Combination drug therapy in the treatment of severe hyperlipidaemia

Abstract Each of the four classes of hypolipidaemic drugs have different mechanisms of action: β-hydroxy-/gb-methylglutaryl-coenzyme A (HMG-CoA) reductase inhibitors (vastatins) reduce cholesterol synthesis in the liver and mainly reduce low density lipoprotein (LDL), also decreasing very low density lipoprotein (VLDL) and increasing high density lipoprotein (HDL). Fibrates reduce VLDL and, to a lesser extent, LDL and increase HDL. Bile acid sequestrants increase cholesterol flux to bile salt synthesis. They reduce LDL and can lead to a paradoxical increase in VLDL levels. Nicotinic acid reduces fatty acid flux to the liver; it mainly reduces VLDL, and consequently LDL is decreased and HDL increased. Vastatins and resins are, therefore, the drugs of first choice in the treatment of hypercholesterolaemia, while nicotinic acids and fibrates are the drugs of first choice for combined hyperlipidaemia. When monotherapy with vastatins in hypercholesterolaemia fails to reduce LDL to target levels, the most logical and potent combination therapy is with resins.
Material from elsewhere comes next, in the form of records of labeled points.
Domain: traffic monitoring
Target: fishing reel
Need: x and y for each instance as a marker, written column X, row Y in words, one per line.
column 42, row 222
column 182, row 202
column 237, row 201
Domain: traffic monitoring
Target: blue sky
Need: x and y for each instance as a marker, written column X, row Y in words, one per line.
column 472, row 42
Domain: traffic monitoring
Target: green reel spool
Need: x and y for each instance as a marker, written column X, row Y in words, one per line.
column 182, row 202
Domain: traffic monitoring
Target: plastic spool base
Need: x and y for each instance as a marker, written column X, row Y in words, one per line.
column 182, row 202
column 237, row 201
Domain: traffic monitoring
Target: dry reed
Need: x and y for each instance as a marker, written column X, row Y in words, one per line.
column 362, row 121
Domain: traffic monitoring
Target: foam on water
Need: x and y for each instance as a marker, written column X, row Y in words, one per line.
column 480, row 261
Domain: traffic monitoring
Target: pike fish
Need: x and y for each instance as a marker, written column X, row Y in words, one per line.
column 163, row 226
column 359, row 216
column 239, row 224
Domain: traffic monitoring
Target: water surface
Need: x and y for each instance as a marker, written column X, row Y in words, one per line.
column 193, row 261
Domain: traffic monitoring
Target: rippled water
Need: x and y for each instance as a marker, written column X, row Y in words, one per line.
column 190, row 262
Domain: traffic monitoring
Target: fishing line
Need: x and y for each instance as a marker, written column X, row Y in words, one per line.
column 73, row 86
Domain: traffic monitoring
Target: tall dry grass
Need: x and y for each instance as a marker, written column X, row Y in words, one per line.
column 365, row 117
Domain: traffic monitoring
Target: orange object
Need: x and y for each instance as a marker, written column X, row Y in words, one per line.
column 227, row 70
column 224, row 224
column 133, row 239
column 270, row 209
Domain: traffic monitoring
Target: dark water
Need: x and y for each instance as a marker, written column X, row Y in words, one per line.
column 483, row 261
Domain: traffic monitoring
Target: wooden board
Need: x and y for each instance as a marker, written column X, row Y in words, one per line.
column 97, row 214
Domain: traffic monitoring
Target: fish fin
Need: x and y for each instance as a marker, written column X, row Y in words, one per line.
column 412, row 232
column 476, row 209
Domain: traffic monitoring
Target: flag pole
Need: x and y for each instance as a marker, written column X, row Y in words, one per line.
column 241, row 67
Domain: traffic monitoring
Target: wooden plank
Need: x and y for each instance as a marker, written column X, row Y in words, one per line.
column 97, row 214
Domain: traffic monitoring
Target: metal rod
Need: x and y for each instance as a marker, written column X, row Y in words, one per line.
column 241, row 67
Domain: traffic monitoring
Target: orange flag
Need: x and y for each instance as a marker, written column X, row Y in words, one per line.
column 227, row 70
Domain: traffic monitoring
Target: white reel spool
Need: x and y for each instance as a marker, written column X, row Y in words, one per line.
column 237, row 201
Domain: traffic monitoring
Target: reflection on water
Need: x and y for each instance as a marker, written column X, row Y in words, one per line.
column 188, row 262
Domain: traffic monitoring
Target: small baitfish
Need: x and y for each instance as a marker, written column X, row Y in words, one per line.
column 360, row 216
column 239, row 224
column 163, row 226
As these two classes of drugs enhance each other's effects, a relatively low dose of resin can be used, thus reducing the level of side-effects and increasing drug compliance. Combination therapy with vastatins and nicotinic acid may be tried in cases where both VLDL and LDL are elevated, if monotherapy with either class of drug proves inadequate. Triple therapy with vastatins, resins and nicotinic acid is the most potent combination available today.